Reference

How the numbers work

Speed

Speed is calculated from your gear ratio, cadence, and wheel size. The gear ratio is how many times the rear wheel rotates per pedal stroke (chainring teeth ÷ cassette sprocket teeth). Multiply that by your cadence and your wheel's rolling circumference and you get forward speed.

Speed (mph) = (chainring ÷ sprocket) × cadence (rpm) × wheel circumference (miles) × 60

Wheel circumference is calculated from the nominal diameter of your wheel and tire combination. Actual rolling diameter varies slightly with tire pressure, rim width, and rider weight — the numbers shown are accurate to within about 1-2% for typical setups.

Gear Inches

Gear inches is the oldest way to compare bicycle gearing, dating to the penny-farthing era. It tells you the diameter a direct-drive wheel would need to produce the same gearing as your setup.

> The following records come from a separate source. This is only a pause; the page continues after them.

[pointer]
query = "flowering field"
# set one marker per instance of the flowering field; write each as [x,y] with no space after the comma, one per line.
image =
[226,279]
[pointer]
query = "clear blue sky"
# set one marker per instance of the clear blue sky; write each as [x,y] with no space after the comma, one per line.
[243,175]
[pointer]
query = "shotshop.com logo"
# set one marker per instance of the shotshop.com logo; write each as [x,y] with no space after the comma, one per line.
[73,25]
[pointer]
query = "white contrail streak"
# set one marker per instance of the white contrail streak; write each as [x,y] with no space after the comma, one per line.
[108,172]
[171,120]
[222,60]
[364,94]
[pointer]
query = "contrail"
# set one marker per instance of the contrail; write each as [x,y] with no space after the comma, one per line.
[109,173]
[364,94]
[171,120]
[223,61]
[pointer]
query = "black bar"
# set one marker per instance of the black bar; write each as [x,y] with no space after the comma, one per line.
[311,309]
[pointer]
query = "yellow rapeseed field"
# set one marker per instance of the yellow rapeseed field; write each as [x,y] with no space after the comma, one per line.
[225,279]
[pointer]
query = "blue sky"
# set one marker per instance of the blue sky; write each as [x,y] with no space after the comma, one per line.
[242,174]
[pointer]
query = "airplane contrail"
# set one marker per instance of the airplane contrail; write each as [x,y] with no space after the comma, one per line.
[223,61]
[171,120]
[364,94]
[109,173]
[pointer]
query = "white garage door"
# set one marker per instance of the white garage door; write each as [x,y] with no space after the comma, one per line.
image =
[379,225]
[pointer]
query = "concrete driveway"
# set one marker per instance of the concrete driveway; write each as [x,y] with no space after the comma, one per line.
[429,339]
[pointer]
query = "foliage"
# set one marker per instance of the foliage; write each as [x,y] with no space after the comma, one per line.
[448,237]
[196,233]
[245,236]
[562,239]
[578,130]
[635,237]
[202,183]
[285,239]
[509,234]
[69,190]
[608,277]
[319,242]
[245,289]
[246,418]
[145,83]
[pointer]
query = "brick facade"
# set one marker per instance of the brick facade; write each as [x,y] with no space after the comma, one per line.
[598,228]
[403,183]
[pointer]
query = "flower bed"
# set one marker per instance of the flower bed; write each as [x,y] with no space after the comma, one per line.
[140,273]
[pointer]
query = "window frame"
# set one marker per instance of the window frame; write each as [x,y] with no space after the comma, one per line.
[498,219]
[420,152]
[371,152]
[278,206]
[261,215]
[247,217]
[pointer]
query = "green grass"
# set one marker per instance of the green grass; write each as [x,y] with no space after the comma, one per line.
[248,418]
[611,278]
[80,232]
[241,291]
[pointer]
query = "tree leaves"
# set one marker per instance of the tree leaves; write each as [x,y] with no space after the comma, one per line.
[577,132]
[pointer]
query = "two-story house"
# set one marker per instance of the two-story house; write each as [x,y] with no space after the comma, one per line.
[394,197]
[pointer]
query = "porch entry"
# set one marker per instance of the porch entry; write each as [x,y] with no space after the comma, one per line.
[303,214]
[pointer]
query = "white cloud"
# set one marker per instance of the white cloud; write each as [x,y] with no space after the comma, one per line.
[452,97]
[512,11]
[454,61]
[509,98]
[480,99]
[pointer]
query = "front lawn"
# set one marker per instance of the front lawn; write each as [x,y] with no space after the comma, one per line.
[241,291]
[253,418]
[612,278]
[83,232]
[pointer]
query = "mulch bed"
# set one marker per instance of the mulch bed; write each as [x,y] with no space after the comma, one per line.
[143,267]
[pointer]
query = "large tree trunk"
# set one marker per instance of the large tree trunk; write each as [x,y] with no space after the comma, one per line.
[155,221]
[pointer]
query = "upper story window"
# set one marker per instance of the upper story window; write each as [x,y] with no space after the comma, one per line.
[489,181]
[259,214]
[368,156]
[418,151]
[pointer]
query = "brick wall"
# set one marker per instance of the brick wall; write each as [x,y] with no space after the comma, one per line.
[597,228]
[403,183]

Bigger number means a harder gear.

Gear Inches = wheel diameter (inches) × (chainring ÷ sprocket)

It's the standard comparison unit in the US. Its limitation is that it doesn't account for crank arm length — which is why gain ratio exists.

Development (meters)

Development is how far your bike travels in one complete pedal stroke. More useful than gear inches when comparing bikes with different wheel sizes, since it gives you the actual distance moved rather than an abstract diameter.

Development (m) = wheel circumference (m) × (chainring ÷ sprocket)

Gain Ratio

Gain ratio is Sheldon Brown's improvement on gear inches. It answers the question: for every inch my foot travels in a circle, how far does the bike move forward? Because it factors in crank arm length, it's the only metric that lets you fairly compare gearing between bikes with different wheel sizes and crank lengths.

Gain Ratio = (wheel radius ÷ crank arm length) × (chainring ÷ sprocket)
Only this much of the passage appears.